Bionics, exoskeletons and lifting assistants
By definition, these robots are likely to interface directly with humans. The military has been a significant funder of prosthetic limb and exoskeleton development. South Korea and Japan have focused on lifting assistance robots. Open-source bionics is becoming a significant activity world-wide.
Manufacture of medical devices
A significant proportion of medical devices must be custom-made for a patient (e.g., stents to replace heart valves). Consequently, some medical devices that may be presumed to be mass produced are in fact hand-made. The medical device industry has the potential to significantly benefit from the latest manufacturing techniques that utilise robotics (see Chapter 5).
Robot training for medical interventions
There is greater use of simulation in health care education to improve patient safety and quality of care. This includes the adoption of more realistic simulation-based teaching methodologies, which serve as a bridge between the acquisition and application of clinical skills, knowledge, and attributes, and increasing use of robotic simulators [IFRSR17].
Companion robots are becoming more common, particularly for the elderly or people with disabilities. These robots can replace or augment companion animals, providing a level of comfort and care, and increased mobility.
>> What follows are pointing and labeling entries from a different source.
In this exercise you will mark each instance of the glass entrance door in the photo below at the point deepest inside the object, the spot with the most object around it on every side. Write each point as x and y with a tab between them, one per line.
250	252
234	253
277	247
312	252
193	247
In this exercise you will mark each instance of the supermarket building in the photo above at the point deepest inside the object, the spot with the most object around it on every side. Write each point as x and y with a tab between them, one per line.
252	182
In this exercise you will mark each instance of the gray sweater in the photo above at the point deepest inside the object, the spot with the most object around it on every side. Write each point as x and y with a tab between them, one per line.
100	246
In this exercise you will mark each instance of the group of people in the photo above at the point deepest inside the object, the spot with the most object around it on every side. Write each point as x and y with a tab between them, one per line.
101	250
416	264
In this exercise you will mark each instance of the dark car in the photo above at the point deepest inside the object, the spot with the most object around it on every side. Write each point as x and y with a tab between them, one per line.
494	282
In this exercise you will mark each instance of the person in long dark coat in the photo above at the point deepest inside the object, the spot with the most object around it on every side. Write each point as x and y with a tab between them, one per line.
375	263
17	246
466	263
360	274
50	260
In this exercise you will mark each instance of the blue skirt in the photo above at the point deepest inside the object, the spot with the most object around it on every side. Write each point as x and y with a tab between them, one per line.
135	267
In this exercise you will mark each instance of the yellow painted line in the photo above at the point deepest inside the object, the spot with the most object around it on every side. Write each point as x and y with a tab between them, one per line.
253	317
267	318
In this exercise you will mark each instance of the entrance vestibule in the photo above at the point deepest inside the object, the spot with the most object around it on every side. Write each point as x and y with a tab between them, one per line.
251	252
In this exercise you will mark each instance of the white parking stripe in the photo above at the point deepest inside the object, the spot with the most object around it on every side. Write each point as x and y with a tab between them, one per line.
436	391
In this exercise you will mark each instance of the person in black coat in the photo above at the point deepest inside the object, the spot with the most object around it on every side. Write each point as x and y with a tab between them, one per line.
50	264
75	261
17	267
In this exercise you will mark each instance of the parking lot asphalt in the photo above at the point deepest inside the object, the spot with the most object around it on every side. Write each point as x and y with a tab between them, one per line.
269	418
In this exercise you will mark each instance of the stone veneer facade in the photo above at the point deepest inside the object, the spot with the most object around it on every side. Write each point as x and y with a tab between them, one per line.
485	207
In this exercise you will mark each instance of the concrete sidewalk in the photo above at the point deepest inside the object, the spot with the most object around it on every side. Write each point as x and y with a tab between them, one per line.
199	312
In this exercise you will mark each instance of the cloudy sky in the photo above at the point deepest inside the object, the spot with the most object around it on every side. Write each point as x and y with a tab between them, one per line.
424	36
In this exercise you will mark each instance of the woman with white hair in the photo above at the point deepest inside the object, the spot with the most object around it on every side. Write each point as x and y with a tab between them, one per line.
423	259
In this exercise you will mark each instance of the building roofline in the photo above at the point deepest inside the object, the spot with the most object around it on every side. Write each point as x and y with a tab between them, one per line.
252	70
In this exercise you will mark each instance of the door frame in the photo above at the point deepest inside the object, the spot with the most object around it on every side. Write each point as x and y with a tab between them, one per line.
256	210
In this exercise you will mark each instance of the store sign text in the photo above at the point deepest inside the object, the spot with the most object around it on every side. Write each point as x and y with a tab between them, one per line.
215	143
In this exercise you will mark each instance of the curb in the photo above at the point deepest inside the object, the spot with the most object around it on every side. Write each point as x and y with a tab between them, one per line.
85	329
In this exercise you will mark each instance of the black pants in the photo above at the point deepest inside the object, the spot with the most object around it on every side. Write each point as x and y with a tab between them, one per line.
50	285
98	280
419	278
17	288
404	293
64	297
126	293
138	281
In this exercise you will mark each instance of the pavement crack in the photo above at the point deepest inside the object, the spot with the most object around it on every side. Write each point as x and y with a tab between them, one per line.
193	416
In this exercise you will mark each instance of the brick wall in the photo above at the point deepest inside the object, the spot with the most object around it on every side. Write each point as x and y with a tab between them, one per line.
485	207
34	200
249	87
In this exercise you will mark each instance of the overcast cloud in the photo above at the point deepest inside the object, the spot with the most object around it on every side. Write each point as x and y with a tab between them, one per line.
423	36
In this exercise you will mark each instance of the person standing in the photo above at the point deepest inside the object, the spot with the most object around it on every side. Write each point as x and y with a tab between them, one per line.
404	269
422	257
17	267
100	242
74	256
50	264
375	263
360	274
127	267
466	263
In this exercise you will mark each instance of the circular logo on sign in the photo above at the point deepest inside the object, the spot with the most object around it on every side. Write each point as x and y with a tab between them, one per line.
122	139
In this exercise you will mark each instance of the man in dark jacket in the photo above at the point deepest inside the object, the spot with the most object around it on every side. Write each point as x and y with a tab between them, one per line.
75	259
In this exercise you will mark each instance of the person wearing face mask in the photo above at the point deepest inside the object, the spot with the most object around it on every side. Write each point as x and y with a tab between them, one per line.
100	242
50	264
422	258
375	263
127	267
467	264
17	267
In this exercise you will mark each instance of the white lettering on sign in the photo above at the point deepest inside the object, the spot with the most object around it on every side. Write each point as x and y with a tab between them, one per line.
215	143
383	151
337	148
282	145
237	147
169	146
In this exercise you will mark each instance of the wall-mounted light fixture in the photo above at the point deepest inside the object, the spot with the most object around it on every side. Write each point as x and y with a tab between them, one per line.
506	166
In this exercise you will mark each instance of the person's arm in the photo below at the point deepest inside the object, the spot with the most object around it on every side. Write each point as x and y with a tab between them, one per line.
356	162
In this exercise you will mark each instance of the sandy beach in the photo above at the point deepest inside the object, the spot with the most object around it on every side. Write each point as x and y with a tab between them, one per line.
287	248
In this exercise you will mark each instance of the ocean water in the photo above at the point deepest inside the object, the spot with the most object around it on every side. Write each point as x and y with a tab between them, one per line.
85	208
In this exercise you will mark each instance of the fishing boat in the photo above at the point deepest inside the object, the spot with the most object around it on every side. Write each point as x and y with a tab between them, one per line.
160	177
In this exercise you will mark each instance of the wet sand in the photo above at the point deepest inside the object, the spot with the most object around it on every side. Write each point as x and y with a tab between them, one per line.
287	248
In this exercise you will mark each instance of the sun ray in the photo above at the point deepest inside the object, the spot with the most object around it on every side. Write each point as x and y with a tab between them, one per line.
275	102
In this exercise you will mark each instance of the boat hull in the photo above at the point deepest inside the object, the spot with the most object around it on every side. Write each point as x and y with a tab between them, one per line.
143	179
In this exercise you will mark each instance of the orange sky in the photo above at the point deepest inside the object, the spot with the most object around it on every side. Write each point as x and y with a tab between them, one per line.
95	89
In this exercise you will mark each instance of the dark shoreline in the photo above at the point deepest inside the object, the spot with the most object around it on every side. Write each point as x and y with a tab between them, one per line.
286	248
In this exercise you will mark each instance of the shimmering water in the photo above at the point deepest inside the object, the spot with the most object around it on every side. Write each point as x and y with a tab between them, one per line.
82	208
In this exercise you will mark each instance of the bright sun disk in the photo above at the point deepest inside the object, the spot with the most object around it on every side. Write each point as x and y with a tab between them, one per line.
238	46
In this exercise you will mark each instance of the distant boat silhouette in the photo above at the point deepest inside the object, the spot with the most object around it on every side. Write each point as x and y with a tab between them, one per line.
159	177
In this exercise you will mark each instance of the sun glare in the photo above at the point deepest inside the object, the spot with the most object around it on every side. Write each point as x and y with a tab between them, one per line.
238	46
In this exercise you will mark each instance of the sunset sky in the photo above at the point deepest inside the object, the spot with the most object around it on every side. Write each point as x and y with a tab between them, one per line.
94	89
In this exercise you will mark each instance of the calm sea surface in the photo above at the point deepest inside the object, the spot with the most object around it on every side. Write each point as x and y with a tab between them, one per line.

Robots can also be used to remind elderly people living independently to take their medication or to help perform regular medical checks, such as taking blood pressure. Such robots have been trialled all over the world, including Japan, where “around 5,000 nursing-care homes across the country [Japan] are testing robots” [EC17]. Companion robots may be in the form of a humanoid or wheeled robot, and tend to resemble something ‘cute’ (e.g., cats, dogs, seals, or other furry creatures). The “Paro” robot provides a good example (see Case Study p. 67).
Social robots are designed to interact with humans. Companion robots are a type of social robot but social robots have broader applications than companionship. Social robots are being trialled for use as concierge robots, delivering information and public health education to reduce the workload of healthcare professionals in these repetitive tasks. Social robots can be used to deliver interventions such as therapy or to monitor patient health and well-being.